Weebly – The easiest: there is no free CMS on the market that is easier to use than Weebly and for any budding young bloggers it is an excellent choice. Playing host to over 40 million sites, it is a major player and is often used in IT afterschool clubs to teach young people how to build their own blog.
Wix – Flexibility and simplicity in design. Wix operates in a different way to WordPress. You add your options via a highly intuitive drag and drop system. Once you’ve changed your template, however, you are stuck with it and unlike WordPress you don’t have access to your source files. Wix is excellent for design, video and animations and SEO.

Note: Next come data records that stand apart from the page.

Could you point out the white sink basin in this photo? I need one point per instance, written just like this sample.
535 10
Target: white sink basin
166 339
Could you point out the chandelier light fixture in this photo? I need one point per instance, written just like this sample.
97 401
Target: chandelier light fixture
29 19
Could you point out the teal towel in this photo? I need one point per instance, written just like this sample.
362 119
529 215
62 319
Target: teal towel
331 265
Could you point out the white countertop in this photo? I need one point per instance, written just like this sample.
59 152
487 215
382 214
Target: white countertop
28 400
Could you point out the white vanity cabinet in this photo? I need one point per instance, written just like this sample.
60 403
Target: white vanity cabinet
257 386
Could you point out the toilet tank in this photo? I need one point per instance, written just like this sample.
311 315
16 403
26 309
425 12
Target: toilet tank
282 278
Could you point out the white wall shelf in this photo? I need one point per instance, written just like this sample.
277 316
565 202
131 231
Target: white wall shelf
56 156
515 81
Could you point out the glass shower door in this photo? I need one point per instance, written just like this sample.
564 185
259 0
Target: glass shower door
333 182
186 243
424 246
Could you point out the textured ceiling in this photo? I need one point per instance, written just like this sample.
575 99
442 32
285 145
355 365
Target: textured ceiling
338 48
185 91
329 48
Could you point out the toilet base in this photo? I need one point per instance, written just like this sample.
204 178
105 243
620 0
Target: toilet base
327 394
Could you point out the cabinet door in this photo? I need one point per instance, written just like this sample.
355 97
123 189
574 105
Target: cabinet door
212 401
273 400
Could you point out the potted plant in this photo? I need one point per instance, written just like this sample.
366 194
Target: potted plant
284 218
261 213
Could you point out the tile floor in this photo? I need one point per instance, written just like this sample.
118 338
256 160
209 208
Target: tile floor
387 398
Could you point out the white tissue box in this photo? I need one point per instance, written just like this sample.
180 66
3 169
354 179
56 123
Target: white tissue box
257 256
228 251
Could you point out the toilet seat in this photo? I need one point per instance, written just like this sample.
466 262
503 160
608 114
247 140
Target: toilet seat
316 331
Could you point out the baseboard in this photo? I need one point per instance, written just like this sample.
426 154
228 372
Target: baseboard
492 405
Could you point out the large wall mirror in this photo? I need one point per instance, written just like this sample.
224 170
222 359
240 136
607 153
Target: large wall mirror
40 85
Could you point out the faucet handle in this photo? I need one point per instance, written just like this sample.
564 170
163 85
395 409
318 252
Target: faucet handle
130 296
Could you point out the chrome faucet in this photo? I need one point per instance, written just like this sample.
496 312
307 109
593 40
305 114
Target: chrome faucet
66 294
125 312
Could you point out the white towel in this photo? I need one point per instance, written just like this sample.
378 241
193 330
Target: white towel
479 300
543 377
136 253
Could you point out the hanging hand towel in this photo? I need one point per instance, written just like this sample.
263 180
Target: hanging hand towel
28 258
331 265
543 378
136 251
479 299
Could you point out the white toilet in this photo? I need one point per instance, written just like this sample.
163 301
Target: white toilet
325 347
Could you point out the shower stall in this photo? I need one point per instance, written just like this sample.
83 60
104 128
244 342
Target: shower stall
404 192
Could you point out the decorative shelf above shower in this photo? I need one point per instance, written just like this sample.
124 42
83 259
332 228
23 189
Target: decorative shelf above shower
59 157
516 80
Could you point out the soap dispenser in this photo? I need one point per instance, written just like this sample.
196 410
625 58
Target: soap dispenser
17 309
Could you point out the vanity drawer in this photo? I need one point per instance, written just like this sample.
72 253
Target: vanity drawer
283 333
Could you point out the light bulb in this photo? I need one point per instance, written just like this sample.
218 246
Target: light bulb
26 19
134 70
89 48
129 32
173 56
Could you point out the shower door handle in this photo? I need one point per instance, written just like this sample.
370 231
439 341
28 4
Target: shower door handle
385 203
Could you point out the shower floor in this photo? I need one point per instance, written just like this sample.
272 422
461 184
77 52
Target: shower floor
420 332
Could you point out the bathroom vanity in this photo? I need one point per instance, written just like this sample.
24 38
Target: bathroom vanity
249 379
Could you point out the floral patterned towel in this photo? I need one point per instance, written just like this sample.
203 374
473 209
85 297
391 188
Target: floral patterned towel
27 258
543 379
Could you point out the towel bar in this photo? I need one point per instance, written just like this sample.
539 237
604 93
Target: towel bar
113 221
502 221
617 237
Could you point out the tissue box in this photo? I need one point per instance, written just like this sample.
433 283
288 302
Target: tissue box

Site123 – Good, free alternative. The free version is good and includes solid SEO features, while a premium plan of $10.80 p/m gives extra options and flexibility.
Squarespace – Responsive, stylish but expensive alternative. The summary says it all. Squarespace is interesting but it comes at a cost, with £10 per month being the cheapest plan. You can add your WordPress blog into Squarespace, but for the simple fact that Squarespace neglects key aspects of SEO, like page titles and meta descriptions it is not recommended for blogging.
Joomla! – Powerful but more complicated. Those who baulk at the more complicated elements of WordPress should stay clear but for experienced webmasters and IT literate folk it can provide a powerful alternative. It is even more secure, boasting 2-factor authentication and provides support for multi-lingual platforms.
Webflow – Great for designers. With an editor that is not too dissimilar to Photoshop, Webflow is the go-to CMS for those who are comfortable with the level of complexity of WordPress but frustrated with the range of design options.
This is just a brief overview of some of the rest of the pack when it comes to WordPress alternatives. There are others, like Webnode (great for multilingual sites) and Shopify (market leader for e-commerce) but with each of the competitors focusing on their own niche and WordPress leading the way in terms of offering a complete package, there appears no sign that WordPress will be surpassed any time soon.